Towards program based models

As the deeplearning fever has calmed down like I actually predicted it will because we have not seen any general AI arise from it, its time to reflect on what we have learned from it and gain wisdom in order to avoid folly in the future and to also help correct our trajectory towards AGI so we can reach there in a reasonable time.

Deeplearning was a reasonable technology as important as computer programming itself, it enabled us for the first time get computers to do tasks by learning from data without so much explicit programming but rather than welcome this tool with a cool head we actually thought we had hit upon a path to AGI with the consequent billions of dollars spent on training large expensive models for identifying cats. Well, we also have language models like GPTx which is a very powerful tool and has seriously improved the capacity of computers to understand language, but the hype was actually excessive and much of it was pumped from marketing departments rather than from practitioners themselves.

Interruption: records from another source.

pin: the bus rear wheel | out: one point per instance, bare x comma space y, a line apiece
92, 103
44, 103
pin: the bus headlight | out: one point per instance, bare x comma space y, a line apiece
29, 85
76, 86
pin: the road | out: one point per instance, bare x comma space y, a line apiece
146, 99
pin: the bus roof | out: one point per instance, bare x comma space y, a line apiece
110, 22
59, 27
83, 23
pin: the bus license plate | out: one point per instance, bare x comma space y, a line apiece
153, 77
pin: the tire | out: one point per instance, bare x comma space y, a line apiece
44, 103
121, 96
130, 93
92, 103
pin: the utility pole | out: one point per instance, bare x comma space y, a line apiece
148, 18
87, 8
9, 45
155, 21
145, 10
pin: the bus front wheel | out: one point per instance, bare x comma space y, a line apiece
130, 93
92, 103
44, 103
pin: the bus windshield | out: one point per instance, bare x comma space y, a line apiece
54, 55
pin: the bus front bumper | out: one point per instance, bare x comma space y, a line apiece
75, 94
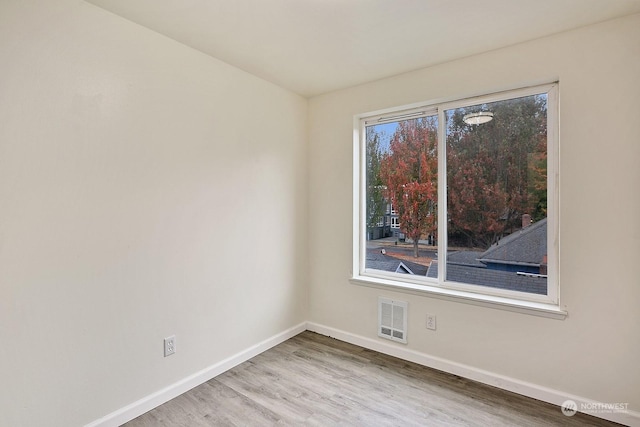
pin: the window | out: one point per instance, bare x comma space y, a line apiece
488, 166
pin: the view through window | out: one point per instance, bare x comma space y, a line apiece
494, 196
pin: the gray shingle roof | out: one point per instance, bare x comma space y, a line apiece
491, 278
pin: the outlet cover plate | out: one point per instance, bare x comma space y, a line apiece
169, 345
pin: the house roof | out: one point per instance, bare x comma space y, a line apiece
491, 278
379, 261
524, 247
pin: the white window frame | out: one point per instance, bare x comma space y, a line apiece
543, 305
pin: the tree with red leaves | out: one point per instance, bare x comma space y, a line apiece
410, 173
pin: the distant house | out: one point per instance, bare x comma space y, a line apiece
379, 261
517, 262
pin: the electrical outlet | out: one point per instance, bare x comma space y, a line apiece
169, 345
431, 321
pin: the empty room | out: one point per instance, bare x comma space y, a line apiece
319, 212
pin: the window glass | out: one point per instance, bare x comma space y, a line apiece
497, 194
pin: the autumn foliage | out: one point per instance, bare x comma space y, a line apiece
496, 172
409, 172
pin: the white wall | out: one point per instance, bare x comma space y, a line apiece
594, 353
145, 190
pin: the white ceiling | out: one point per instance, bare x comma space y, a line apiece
316, 46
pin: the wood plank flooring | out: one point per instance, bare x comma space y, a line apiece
313, 380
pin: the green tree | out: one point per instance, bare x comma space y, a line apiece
409, 172
376, 201
496, 171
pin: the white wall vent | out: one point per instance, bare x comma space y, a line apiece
392, 320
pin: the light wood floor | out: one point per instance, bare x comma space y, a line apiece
313, 380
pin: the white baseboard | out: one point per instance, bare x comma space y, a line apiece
156, 399
545, 394
135, 409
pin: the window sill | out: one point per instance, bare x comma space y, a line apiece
500, 303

If it were possible to hype things into existence then deep learning would have given us AGI, but that is not the way reality works. And for the next few years, there are going to be those who think they can tweak the deeplearning method till it actually goes beyond its current level because they cannot let go and move on.

Big companies will keep improving the core method because most of their services depend on standardized large scale models, but any slight improvement will come at a massive cost and only these big companies will be able to shoulder those costs.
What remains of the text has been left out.